Energy bills to be slashed as Boris Johnson looks to move on from partygate

·3 min read
Energy bills to be slashed as Boris Johnson looks to move on from partygate

Energy bills will be slashed for millions of Britons as part of a £10 billion package of measures set to be announced by Chancellor Rishi Sunak, as the prime minister seeks to move on from the partygate scandal.

Boris Johnson will attempt to shift attention to the cost-of-living crisis after the Sue Gray report, published on Wednesday, laid bare the raucous culture of drinking that led to lockdown breaches in Downing Street.

On Wednesday, the prime minister defied calls to resign despite accepting the “bitter and painful” conclusions of the senior civil servant’s inquiry. He said he “overwhelmingly” believes he should stay in power to tackle the nation’s challenges including the soaring costs of food and energy.

Chancellor Rishi Sunak will announce a new package of support likely to include a discount on energy bills funded by a windfall tax on oil and gas giants on Thursday.

Labour has repeatedly called for a windfall tax on energy firms who have seen a surge in profits in the past year. Shell reported a record £7 billion profit in the first three months of the year while BP made £5 billion - their highest profit in a decade.

The policy led to a rift in the Cabinet, with Brexit opportunities minister Jacob Rees-Mogg claiming the Government could not simply “raid” the “honey pot” of private businesses.

Downing Street was previously opposed to a windfall tax but is now understood to have sided with Mr Sunak, the BBC reports.

The intervention comes after Ofgem this week announced the energy cap would rise by a further £800 in October, bringing the typical household energy bill to £2,800 a year. The regulator estimated that the change would push some 12 million households into fuel poverty.

Mr Sunak has already announced a £150 rebate on energy bills for households in council tax bands A-D, but has faced criticism for failing to offer further support for Britain’s poorest families.

Meanwhile, the publication of Ms Gray’s report a day earlier led to fresh questions after it emerged she abandoned her investigation into an “Abba party” in the Downing Street flat.

Ms Gray said she judged it was not “appropriate or proportionate” to continue the “limited” progress she had made after the Metropolitan Police launched its investigation.

The force’s acting head Sir Stephen House could face questions over the saga when he appears before the London Assembly’s Police and Crime Committee on Thursday.

London Mayor Sadiq Khan has demanded an explanation into the force’s decisions after Mr Johnson was fined over just one event, despite being pictured drinking at another gathering.

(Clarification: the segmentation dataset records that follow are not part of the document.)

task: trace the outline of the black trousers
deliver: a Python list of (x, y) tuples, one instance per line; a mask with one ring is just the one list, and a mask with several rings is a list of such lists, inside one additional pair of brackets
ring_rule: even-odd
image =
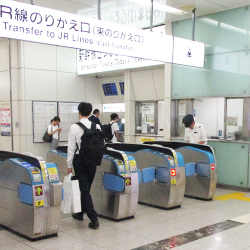
[(74, 156), (73, 166), (81, 191), (81, 214), (86, 213), (91, 221), (96, 221), (97, 213), (94, 209), (92, 197), (90, 195), (91, 185), (96, 173), (96, 166), (84, 164), (84, 162), (80, 160), (79, 155)]

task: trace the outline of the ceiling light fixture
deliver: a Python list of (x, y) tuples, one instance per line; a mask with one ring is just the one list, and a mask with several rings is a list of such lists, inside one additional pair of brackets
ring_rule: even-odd
[[(144, 5), (147, 7), (151, 7), (150, 0), (128, 0), (128, 1), (132, 2), (132, 3), (141, 4), (141, 5)], [(174, 7), (171, 7), (171, 6), (168, 6), (165, 4), (161, 4), (161, 3), (157, 3), (157, 2), (154, 2), (153, 6), (154, 6), (154, 9), (165, 11), (167, 13), (171, 13), (171, 14), (175, 14), (175, 15), (183, 15), (186, 13), (183, 10), (179, 10), (179, 9), (174, 8)]]

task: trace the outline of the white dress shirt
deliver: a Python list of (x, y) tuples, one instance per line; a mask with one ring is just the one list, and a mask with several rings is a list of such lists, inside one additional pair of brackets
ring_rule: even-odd
[[(50, 124), (48, 126), (48, 133), (54, 132), (55, 130), (57, 130), (59, 128), (58, 125), (54, 126), (53, 124)], [(52, 134), (52, 138), (57, 139), (58, 140), (59, 134), (58, 131), (56, 131), (54, 134)]]
[(196, 144), (200, 141), (204, 141), (203, 144), (207, 144), (207, 134), (204, 126), (196, 122), (193, 129), (186, 128), (185, 141)]
[(110, 124), (111, 124), (111, 123), (113, 123), (113, 124), (111, 125), (111, 130), (112, 130), (112, 135), (113, 135), (113, 138), (112, 138), (111, 141), (112, 141), (112, 142), (118, 142), (117, 137), (116, 137), (116, 135), (115, 135), (115, 131), (119, 131), (119, 126), (118, 126), (117, 122), (111, 121)]
[[(88, 118), (82, 118), (80, 120), (82, 124), (84, 124), (87, 128), (91, 128), (92, 122), (89, 121)], [(100, 125), (96, 125), (97, 129), (101, 130)], [(80, 149), (81, 146), (81, 137), (84, 134), (84, 130), (77, 124), (73, 124), (70, 126), (69, 130), (69, 138), (68, 138), (68, 154), (67, 154), (67, 164), (68, 168), (72, 168), (72, 161), (76, 154), (79, 154), (79, 150), (76, 151), (76, 143), (78, 145), (78, 148)]]

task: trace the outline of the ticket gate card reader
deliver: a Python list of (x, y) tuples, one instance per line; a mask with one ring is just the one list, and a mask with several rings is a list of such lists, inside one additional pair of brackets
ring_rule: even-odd
[(185, 168), (181, 154), (172, 149), (143, 144), (113, 143), (135, 158), (139, 176), (139, 203), (163, 209), (181, 206), (185, 191)]
[(134, 218), (138, 192), (135, 159), (124, 152), (107, 149), (91, 189), (98, 215), (114, 221)]
[(145, 144), (171, 147), (184, 157), (186, 169), (185, 196), (212, 200), (217, 182), (216, 160), (213, 149), (208, 145), (155, 141)]
[[(13, 157), (13, 158), (9, 158)], [(57, 235), (62, 184), (55, 164), (0, 151), (0, 224), (31, 240)]]

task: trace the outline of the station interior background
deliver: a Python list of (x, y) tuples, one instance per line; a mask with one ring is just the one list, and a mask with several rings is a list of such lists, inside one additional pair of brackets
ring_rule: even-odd
[[(30, 3), (29, 0), (19, 2)], [(250, 94), (250, 88), (244, 83), (250, 72), (247, 54), (250, 28), (244, 19), (248, 18), (250, 10), (246, 6), (250, 1), (156, 2), (187, 11), (183, 15), (173, 15), (156, 10), (153, 22), (154, 26), (165, 25), (166, 34), (186, 39), (191, 39), (191, 10), (192, 6), (196, 7), (196, 40), (206, 44), (205, 68), (162, 64), (126, 71), (77, 75), (76, 49), (1, 38), (0, 101), (11, 102), (13, 132), (10, 137), (0, 136), (1, 149), (46, 157), (48, 144), (33, 142), (32, 101), (87, 101), (100, 110), (105, 103), (125, 102), (126, 112), (119, 114), (125, 118), (125, 141), (139, 143), (141, 136), (135, 135), (136, 102), (159, 102), (158, 127), (164, 130), (164, 134), (154, 138), (170, 139), (172, 132), (166, 127), (165, 117), (170, 116), (170, 103), (175, 99), (194, 98), (196, 119), (206, 126), (208, 135), (217, 135), (219, 130), (225, 133), (224, 97)], [(97, 18), (95, 0), (34, 0), (33, 3)], [(144, 13), (140, 20), (136, 16), (139, 10)], [(232, 15), (234, 18), (230, 19)], [(149, 28), (149, 8), (130, 1), (101, 1), (101, 16), (102, 20)], [(239, 16), (242, 18), (237, 19)], [(204, 28), (205, 33), (202, 32)], [(237, 84), (237, 77), (244, 82)], [(118, 83), (120, 80), (125, 81), (125, 95), (119, 92), (117, 96), (104, 96), (102, 83)], [(233, 116), (238, 110), (242, 110), (243, 115), (241, 101), (235, 102), (232, 107), (234, 109), (230, 109), (230, 115)], [(109, 114), (102, 113), (101, 120), (107, 123)], [(213, 123), (210, 125), (211, 121)], [(239, 119), (239, 127), (242, 123), (242, 119)], [(178, 137), (178, 134), (174, 136)], [(64, 145), (65, 142), (60, 144)]]

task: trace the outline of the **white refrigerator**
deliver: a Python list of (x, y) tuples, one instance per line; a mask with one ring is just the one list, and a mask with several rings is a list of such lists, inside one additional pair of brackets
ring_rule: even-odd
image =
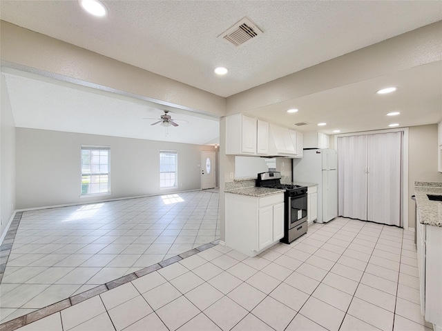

Mr Johnson declined to implement a booze ban in Downing Street despite Ms Gray’s findings during a period when the Prime Minister ordered the public into isolation.

She said officials drank so much they were sick, became involved in altercations and abused security and cleaning staff.

Mr Johnson told a Downing Street press conference: “I understand why people are indignant and why people have been angry at what took place.”

Pressed on whether he ever considered resigning, he responded: “I overwhelmingly feel it is my job to get on and deliver.

“No matter how bitter and painful that the conclusions of this may be – and they are – and no matter how humbling they are, I have got to keep moving forward and the Government has got to keep moving. And we are.”